Sunday, September 04, 2022

Students at Cornell University can use an app to pay their peers to drop out of certain classes to obtain an open seat themselves

See Pollinate: The Academic Advocacy Service That Has Cornell Abuzz by Mary Sotiryadis of The Cornell Daily Sun

This seems a little bit like ticket scalping. You buy a concert ticket (maybe after waiting in line at a ticket office in the old days). Then you re-sell it to someone else for a higher price. This might mean that they are paying your for your time. If their time is more valuable than yours, this could actually be an efficient way to do things. If the price Cornell charged for each class were higher, then this would not happen.

Excerpts from the article:

"In the weeks before the fall 2022 semester, social media was abuzz with rumors of a new online service called Pollinate that allows students to pay their peers to drop out of certain classes to obtain an open seat themselves — now Pollinate has landed at Cornell. Students took to Sidechat and Reddit with complaints of classism and elitism.

Despite Pollinate’s increasing presence on campus, it was actually founded at the University of Chicago by two seniors, Jon Merril and Jack Ogle, studying economics. 

“We focused on Cornell because we had friends who go to Cornell, and we heard that [enrollment in specific courses] was a problem there as well,” Merril said.

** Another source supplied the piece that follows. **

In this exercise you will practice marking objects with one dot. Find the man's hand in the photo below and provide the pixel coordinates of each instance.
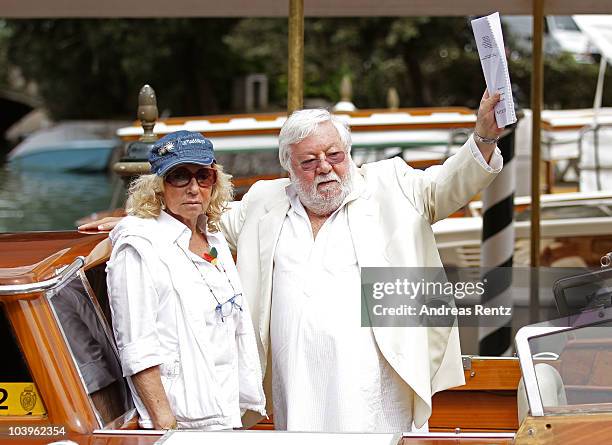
(486, 125)
(101, 225)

"Some students raise a concern that the software is perpetuating elitism by allowing financially privileged students to buy seats from disadvantaged students. 

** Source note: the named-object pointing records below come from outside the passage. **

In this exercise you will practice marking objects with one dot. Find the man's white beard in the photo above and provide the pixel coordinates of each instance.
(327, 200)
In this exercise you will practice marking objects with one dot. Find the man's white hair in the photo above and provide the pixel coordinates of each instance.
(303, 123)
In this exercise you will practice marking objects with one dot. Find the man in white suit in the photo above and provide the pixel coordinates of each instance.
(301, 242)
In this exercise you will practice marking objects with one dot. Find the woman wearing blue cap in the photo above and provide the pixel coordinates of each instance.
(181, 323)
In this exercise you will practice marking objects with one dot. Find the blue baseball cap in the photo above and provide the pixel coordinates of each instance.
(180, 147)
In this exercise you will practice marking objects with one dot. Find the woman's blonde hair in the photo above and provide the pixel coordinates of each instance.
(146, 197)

Muna Mohamed ’24 said that she would never use Pollinate because the prices are too high and she is worried about how it affects her own ability to get into the classes she needs to graduate.

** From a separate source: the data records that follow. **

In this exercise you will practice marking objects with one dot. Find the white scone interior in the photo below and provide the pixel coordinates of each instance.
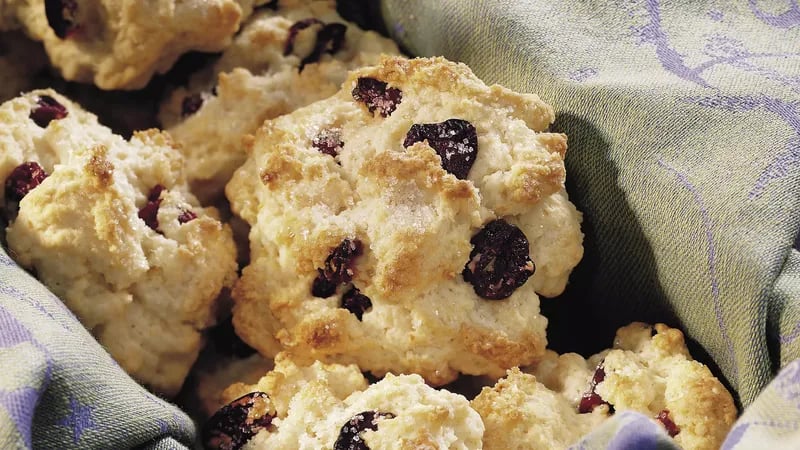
(337, 173)
(270, 69)
(113, 231)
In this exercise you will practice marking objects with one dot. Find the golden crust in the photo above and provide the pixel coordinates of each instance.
(414, 220)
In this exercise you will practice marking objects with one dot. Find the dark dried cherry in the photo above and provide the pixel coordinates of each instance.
(46, 110)
(350, 434)
(237, 422)
(499, 262)
(296, 27)
(672, 428)
(61, 16)
(455, 141)
(328, 142)
(356, 302)
(149, 212)
(191, 104)
(23, 179)
(377, 95)
(338, 268)
(591, 399)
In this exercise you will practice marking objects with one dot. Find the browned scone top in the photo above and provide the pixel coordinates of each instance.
(396, 225)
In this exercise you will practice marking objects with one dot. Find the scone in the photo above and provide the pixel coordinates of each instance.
(120, 44)
(396, 225)
(649, 370)
(110, 227)
(282, 60)
(20, 60)
(331, 406)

“No student is going to drop a class without some monetary incentive, so the advocacy thing is basically null,” Mohamed said. “This just encourages students to take up spaces in classes and keep them until they can get paid for it, even if they don’t need it. This does nothing but make class registration harder than it already is.”"

Related post:

Want to make $60 an hour? Stand in line for a lobbyist, while its still legal (2007)

Here is that short post:

Lobbyists in Washington are very busy and their time is valuable. So they don't want to wait in line to get a good seat at a Congressional hearing. So they pay people to stand in line for them. Companies exist to find waiters and the internet is used. You can make up to $60 an hour. Seems okay to me. Lobbyists can use their time wisely and low income people can earn alot. But a senator wants to outlaw the practice. It was in today's San Antonio Express-News. The article is
Waiting for dollars won't hurt America and was by Maria Anglin (unfortunately, the article by Ms. Anglin is no longer online).